Creating a joined-up component for the GOV.UK Design System would allow other departments to implement a unified design on any service that a vulnerable user might interact with.

What the working group did 

The working group met regularly over a period of about 7 months.

We discussed several aspects of the component, such as:

  • Visual design
  • Language 
  • Functionality 
  • Accessibility 
  • Risk to users

These conversations allowed us to agree (and sometimes disagree!) on ways forward on iterating on our design proposals. 

This blog post would be much longer if we included details around design and functionality, so you can read more information on the design system backlog

What we learned from collaborating on the component 

It was challenging working on the component because speed was of the essence, and because having something on a service adds a much more significant element of safety for the user than not having anything. But also, we needed to design something that was accessible and worked. 
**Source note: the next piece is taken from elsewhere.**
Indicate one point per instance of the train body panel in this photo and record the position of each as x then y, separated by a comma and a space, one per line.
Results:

We collaborated through shared documents, so we could be open and transparent about the design process. We shared our learnings and iterations at Design System team meetings, where we discussed and critiqued the designs as they went along. This led to wider conversations and meetings to improve code efficiency, accessibility and visual elements, such as positioning and colour. 

We had to learn to not be protective of our designs. Everyone had to have a mutual understanding that what we were creating was for the user and that there was no room for egos. 

One of the biggest challenges we encountered was being able to test with people living in that moment of trauma and DA. Every DA experience is different and not everyone who actively looks for advice will then go on to flee an abusive situation. Trauma such as domestic abuse alters the brain and reduces executive functioning skills including memory, so it is impossible to accurately replicate this under testing environments. 

More importantly, in order for us to have a trauma-aware, user-centred approach, we did not test the component with users in this scenario to avoid re-traumatisation. Therefore, it was vital to fully utilise the experience and knowledge of our SM - who provided such insightful information and detail around Trauma and DA that we would where we are today with the component. 

Making it happen

The component was submitted to the GOV.UK Design System working group for approval to become a recognised component in the Design System.

This was approved back in December 2020 and the Government Design System team took over the work to add it to the UK Government Design System. 

The Scottish Government have implemented their component into their own design system

Crucially it will mean that vulnerable users coming on to any Government service will have a familiar and consistent way to hide what they are looking at from perpetrators. This will not be a foolproof way of keeping all online information hidden but is a line of defense in attempting to reduce harm to victims and survivors of DA.

This ongoing and lengthy collaborative process wouldn't have been possible without the following people from other Government departments and Local Authority leading on their side of the working group:

  • Jenny Gibson - User Researcher at the Department for Work and Pensions
  • Colin Oakley - Front-end Developer at the Department for Work and Pensions
  • Simon Bramble - Senior Content Designer at the Department for Work and Pensions
  • Anusree Raju - Practice Head of Interaction Design at the Scottish Government
  • Adam Robertson - Product Manager at Government Digital Service
  • Hannah Jump - Senior Service Designer at His Majesty’s Courts and Tribunal Service (formerly Government Digital Services)
  • Malcolm Butler - Front End Developer at Ministry of Justice
  • Jenny Gibson - Senior Business Analysis at the Ministry of Justice
  • Josh Low - Senior Content Designer at the Ministry of Justice
  • Lindsey Martin - User Researcher at the Ministry of Justice
  • Charlotte King - Domestic Abuse and Safeguarding Coordinator at Maidstone Borough Council

Since the component has recently been published on the GOV.UK Design System, the Check Legal Aid team at the Ministry of Justice have been the first team to release the component on their live service which brings the work full circle.